In het onderwijs is externe mobiliteit terug te zien bij leerkrachten die wisselen van
schoolbestuur en daarmee van werkgever. Interne mobiliteit is het veranderen van positie bij dezelfde werkgever. In het onderwijs is dit terug te zien bij leerkrachten die binnen hetzelfde schoolbestuur van functie of werkplek veranderen. Dit kan zijn een wisseling van functie of werkplek binnen dezelfde school of een wisseling tussen scholen. Bij vrijwillige mobiliteit kiest de werknemer ervoor om van positie te veranderen. Hierbij gaat het om leerkrachten die om welke reden dan ook zelf tot de beslissing zijn gekomen van functie of werkplek te wisselen. Gedwongen mobiliteit houdt in dat werknemers van positie veranderen door een beslissing van bovenaf. Het gaat hierbij bijvoorbeeld om ontslag, reorganisatie of
overplaatsing.
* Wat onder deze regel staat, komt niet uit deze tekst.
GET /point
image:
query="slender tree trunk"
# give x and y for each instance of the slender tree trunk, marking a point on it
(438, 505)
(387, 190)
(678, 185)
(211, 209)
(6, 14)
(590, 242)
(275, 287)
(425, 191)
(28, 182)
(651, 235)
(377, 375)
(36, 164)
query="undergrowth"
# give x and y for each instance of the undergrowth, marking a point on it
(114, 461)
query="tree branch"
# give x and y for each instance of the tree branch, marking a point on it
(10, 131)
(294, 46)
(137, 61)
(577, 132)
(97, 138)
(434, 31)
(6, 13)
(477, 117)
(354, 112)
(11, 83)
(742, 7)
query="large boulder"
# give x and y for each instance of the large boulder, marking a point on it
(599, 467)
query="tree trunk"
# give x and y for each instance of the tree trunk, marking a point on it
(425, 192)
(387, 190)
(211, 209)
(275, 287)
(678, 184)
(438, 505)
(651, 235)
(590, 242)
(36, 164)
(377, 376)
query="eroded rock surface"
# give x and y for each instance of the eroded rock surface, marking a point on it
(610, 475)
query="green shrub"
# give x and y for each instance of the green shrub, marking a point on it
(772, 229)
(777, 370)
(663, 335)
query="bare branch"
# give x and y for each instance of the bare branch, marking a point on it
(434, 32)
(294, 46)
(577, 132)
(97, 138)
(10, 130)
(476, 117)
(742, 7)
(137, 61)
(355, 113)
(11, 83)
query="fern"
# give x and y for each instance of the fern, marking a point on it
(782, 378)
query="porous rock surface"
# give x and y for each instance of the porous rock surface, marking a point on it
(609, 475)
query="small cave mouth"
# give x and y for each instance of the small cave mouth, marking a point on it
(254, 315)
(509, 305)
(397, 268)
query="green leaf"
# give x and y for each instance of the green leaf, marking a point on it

De werknemer heeft hier geen keuze en zal gedwongen intern of extern verplaatst worden naar een andere functie of werkplek. Volgens Gersthuizen en Dagevos
9
(2005) kan vrijwillige mobiliteit nog onderverdeeld worden in positieve mobiliteit en negatieve mobiliteit. Bij positieve mobiliteit wisselen werknemers vrijwillig van positie om positieve redenen zoals; het krijgen van promotie, het krijgen van beter salaris of het zoeken naar een nieuwe uitdaging. Bij negatieve mobiliteit wisselen werknemers vrijwillig van positie om negatieve redenen zoals; een onveilige werksfeer, hoge werkdruk of een onprettige samenwerking met de leidinggevende. Positieve mobiliteit en negatieve mobiliteit kunnen niet los van elkaar worden gezien. Als een werknemer ontevreden is over het salaris en daardoor van functie wil wisselen, is er sprake van negatieve mobiliteit. Vervolgens gaat de werknemer opzoek naar een functie met meer salaris. Dan is er sprake van positieve mobiliteit. Positieve en negatieve mobiliteit zijn op deze manier gerelateerd aan elkaar.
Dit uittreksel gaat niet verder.